ArchHypo.AI: An LLM-Based Tool for Managing Software Architecture Uncertainty with Hypothesis Engineering in Agile Boards
摘要
Agile software development often faces challenges related to architectural uncertainty. ArchHypo addresses this by providing a hypothesis-driven architecture technique that helps teams formulate, test, and learn from architectural assumptions iteratively. However, studies have shown that the lack of tooling integrated into everyday development workflows is a significant barrier to its adoption. In this paper, we present ArchHypo.AI, a Trello plugin that integrates hypothesis-driven architectural reasoning directly into agile boards and validates the ArchHypo technique in real projects. The plugin uses an LLM and a RAG mechanism to help teams generate and classify architectural hypotheses, develop technical plans, and link actions to architecture decision patterns. By operating on top of an existing project management tool, ArchHypo.AI aims to lower the adoption cost of hypothesis engineering and to make architectural decision processes more observable. We evaluated ArchHypo.AI in a controlled study with software professionals working on a realistic architecture scenario.
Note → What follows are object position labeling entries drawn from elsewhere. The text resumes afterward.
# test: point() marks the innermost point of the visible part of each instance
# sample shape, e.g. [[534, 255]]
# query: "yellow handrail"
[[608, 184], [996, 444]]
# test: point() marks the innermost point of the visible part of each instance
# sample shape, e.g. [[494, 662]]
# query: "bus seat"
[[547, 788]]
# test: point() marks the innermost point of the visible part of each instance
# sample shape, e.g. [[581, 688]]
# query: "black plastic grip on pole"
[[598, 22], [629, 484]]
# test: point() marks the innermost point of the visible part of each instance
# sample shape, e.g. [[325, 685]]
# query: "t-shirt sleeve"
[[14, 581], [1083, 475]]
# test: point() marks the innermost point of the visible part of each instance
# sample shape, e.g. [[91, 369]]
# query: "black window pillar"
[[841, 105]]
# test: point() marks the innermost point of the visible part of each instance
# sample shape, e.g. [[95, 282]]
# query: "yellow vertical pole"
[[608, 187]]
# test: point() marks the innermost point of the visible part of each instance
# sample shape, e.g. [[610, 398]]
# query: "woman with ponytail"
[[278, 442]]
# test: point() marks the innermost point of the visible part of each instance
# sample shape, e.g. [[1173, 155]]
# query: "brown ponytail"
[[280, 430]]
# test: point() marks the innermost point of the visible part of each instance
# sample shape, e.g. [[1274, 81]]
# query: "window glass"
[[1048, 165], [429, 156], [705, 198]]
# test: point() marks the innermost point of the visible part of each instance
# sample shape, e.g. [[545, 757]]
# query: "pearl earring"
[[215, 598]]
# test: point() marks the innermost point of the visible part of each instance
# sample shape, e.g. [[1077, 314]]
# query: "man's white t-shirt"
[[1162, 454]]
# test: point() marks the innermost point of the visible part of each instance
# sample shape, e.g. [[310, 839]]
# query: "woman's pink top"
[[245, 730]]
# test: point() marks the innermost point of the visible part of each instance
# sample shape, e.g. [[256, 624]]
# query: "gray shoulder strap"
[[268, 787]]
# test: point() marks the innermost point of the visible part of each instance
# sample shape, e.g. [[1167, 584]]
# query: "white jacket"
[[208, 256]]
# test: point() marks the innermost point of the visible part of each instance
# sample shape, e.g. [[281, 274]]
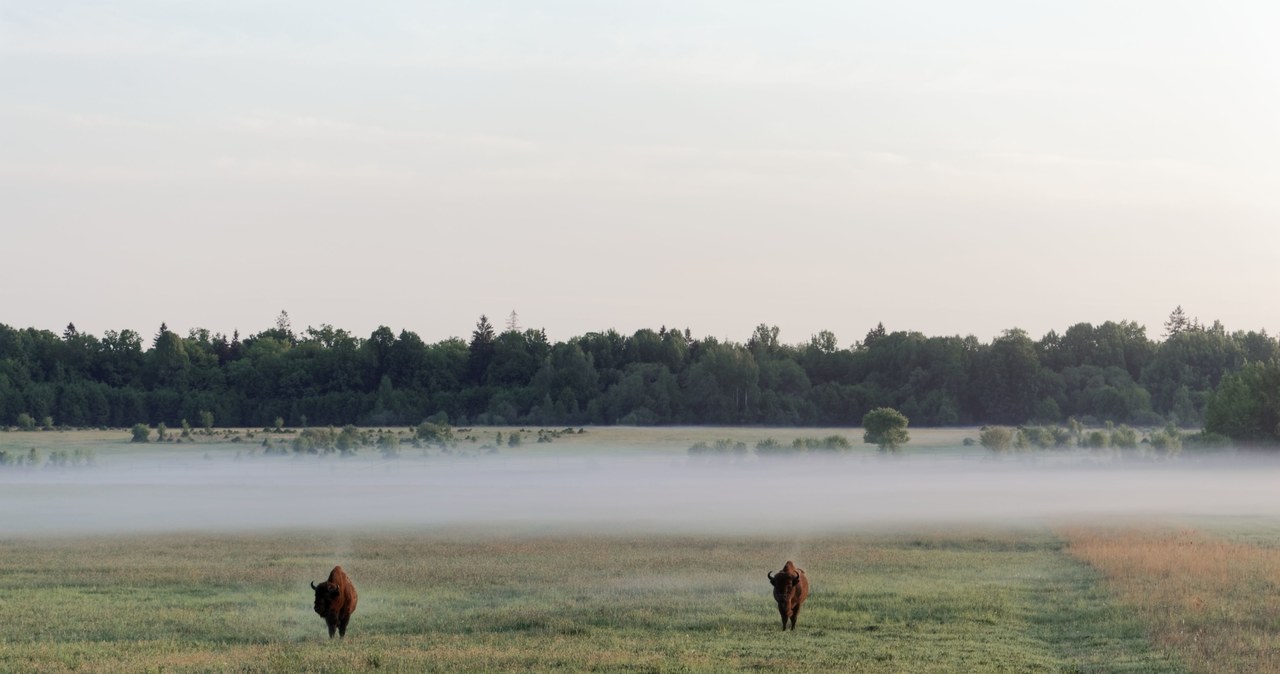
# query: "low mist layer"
[[632, 493]]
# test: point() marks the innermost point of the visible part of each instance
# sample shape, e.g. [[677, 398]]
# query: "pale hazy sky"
[[951, 168]]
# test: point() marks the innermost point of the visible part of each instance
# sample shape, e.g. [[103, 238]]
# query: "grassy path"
[[922, 603]]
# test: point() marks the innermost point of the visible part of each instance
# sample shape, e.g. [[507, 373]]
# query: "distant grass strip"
[[1212, 601]]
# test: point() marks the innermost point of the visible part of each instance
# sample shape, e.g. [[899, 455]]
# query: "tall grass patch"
[[1214, 601]]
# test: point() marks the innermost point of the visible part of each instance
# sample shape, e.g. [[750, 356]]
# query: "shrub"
[[1097, 439], [996, 438], [886, 427], [1124, 438], [429, 431]]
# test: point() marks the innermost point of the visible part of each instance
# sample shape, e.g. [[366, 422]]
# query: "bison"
[[336, 600], [790, 590]]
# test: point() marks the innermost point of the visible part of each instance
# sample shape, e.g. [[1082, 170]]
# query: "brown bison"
[[790, 590], [336, 600]]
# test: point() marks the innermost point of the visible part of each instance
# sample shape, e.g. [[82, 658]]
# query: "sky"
[[949, 168]]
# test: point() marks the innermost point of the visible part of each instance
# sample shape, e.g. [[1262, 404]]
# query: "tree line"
[[327, 376]]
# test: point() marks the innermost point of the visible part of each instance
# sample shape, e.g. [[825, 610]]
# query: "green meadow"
[[924, 601], [1155, 596]]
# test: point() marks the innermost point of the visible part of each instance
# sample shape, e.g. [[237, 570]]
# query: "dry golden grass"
[[1212, 601]]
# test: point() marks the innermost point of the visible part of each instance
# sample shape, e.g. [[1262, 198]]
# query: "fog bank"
[[634, 493]]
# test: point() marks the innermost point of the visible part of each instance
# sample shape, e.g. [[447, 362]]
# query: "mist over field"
[[624, 493]]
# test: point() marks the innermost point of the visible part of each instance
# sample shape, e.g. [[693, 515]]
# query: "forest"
[[1196, 375]]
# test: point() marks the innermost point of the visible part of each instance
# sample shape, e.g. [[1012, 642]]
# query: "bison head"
[[782, 579], [325, 594]]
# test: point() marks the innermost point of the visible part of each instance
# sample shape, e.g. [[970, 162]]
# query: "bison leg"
[[342, 624]]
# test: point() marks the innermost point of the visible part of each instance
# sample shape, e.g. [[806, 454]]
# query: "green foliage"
[[996, 439], [432, 432], [328, 376], [1168, 441], [1033, 436], [718, 446], [885, 427], [350, 440], [1246, 407], [958, 601], [1097, 439], [1124, 438]]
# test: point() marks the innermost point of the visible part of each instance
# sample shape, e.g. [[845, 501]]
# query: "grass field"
[[931, 601], [1019, 597]]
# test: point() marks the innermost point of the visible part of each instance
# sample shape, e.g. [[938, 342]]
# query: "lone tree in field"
[[886, 427]]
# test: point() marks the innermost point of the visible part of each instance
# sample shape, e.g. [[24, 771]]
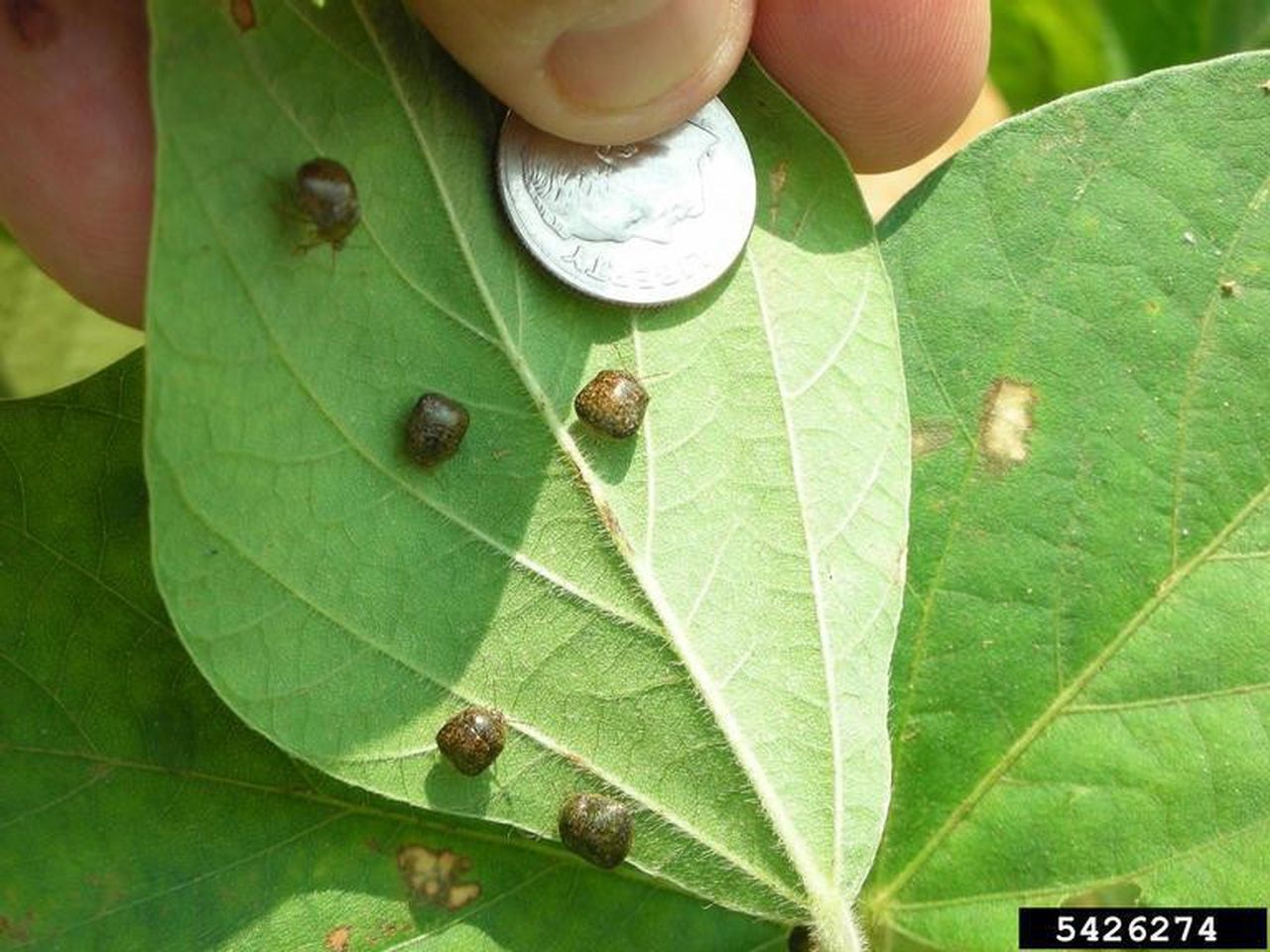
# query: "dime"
[[642, 223]]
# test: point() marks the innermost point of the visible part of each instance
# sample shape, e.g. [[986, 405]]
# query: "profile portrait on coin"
[[617, 193]]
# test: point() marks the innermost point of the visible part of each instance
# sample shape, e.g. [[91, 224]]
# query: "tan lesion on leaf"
[[1007, 421], [338, 938], [776, 179], [933, 435], [434, 876]]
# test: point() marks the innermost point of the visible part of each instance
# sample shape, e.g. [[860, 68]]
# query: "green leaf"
[[48, 338], [1080, 685], [698, 620], [157, 820]]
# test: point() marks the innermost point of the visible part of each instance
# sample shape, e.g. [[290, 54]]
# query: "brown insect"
[[327, 199], [595, 828], [472, 739], [613, 403], [435, 429]]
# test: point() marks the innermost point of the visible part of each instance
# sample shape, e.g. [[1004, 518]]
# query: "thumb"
[[599, 71]]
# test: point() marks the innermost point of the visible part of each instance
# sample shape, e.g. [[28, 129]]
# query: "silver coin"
[[642, 223]]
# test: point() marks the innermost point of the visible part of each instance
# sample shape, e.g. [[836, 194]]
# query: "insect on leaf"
[[162, 820], [697, 621], [1080, 693]]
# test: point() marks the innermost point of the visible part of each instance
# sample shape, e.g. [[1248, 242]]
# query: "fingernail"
[[627, 64]]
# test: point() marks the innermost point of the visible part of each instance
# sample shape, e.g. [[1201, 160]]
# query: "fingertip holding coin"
[[643, 223]]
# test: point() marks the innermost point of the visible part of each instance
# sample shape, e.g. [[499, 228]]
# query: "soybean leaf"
[[48, 339], [698, 621], [139, 812], [1080, 703]]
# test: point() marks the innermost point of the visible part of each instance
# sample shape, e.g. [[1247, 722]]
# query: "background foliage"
[[1107, 289]]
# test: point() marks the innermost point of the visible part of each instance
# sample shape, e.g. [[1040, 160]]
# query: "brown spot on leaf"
[[1007, 421], [931, 435], [33, 22], [434, 876], [244, 14], [336, 939]]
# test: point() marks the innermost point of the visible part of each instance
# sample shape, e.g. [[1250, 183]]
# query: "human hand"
[[890, 79]]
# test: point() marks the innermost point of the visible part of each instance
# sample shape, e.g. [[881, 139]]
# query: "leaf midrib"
[[781, 823], [553, 747]]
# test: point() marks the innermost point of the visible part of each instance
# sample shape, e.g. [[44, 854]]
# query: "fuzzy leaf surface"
[[698, 621], [137, 811], [1080, 693]]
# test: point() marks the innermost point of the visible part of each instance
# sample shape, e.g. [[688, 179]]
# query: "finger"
[[595, 70], [76, 145], [889, 79]]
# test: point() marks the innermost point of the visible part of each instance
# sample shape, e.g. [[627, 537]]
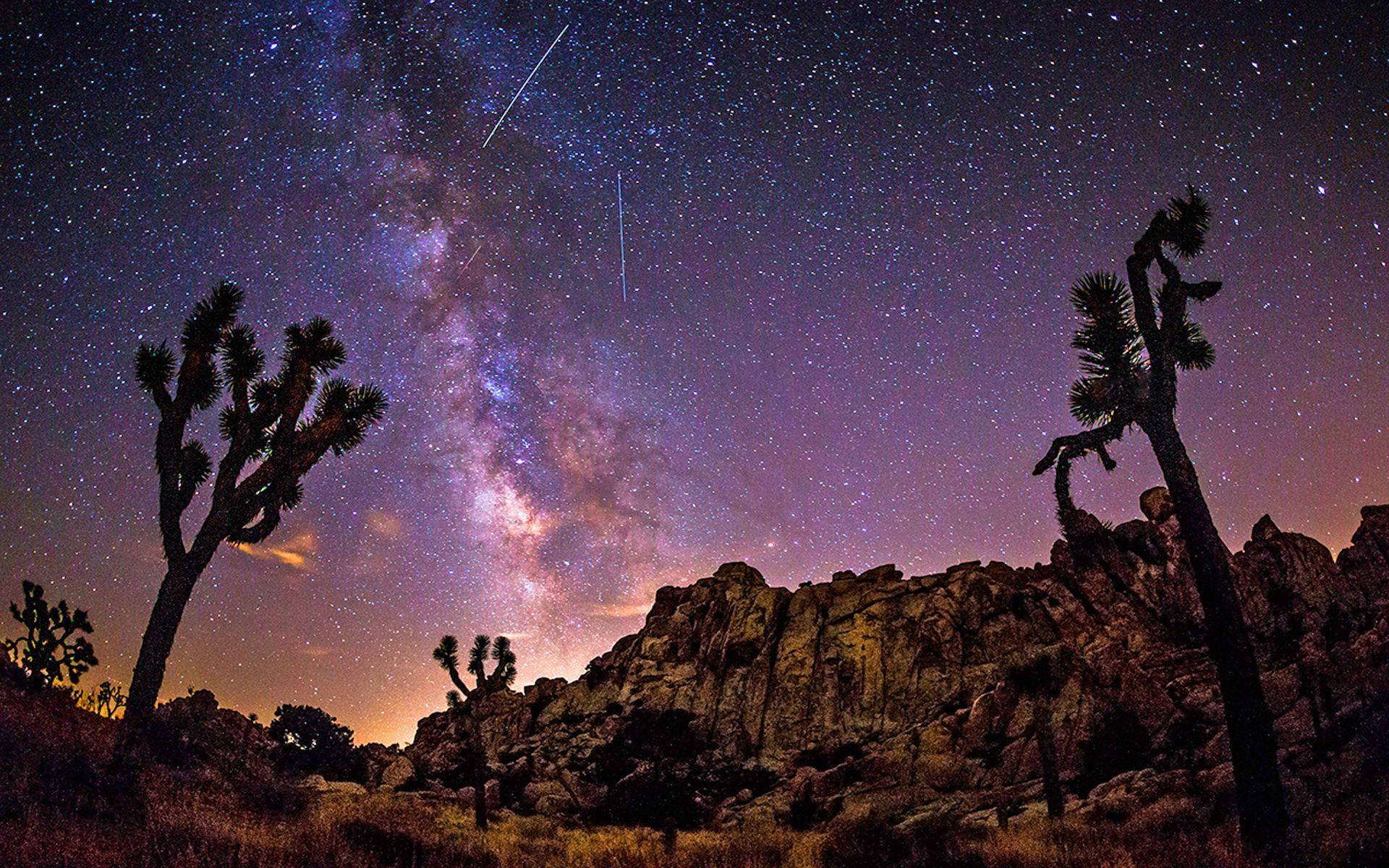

The results indicate that the plugin helps structure architectural discussions, reduces manual effort in documenting hypotheses and plans, clarifies procedural steps, and surfaces differences in risk perception within teams. Qualitative feedback suggests that AI-assisted support facilitates collaborative reasoning about architecture. Our findings show that LLM-based tools can effectively support hypothesis-driven architecture in agile settings and highlight design considerations for integrating such tools into existing workflows.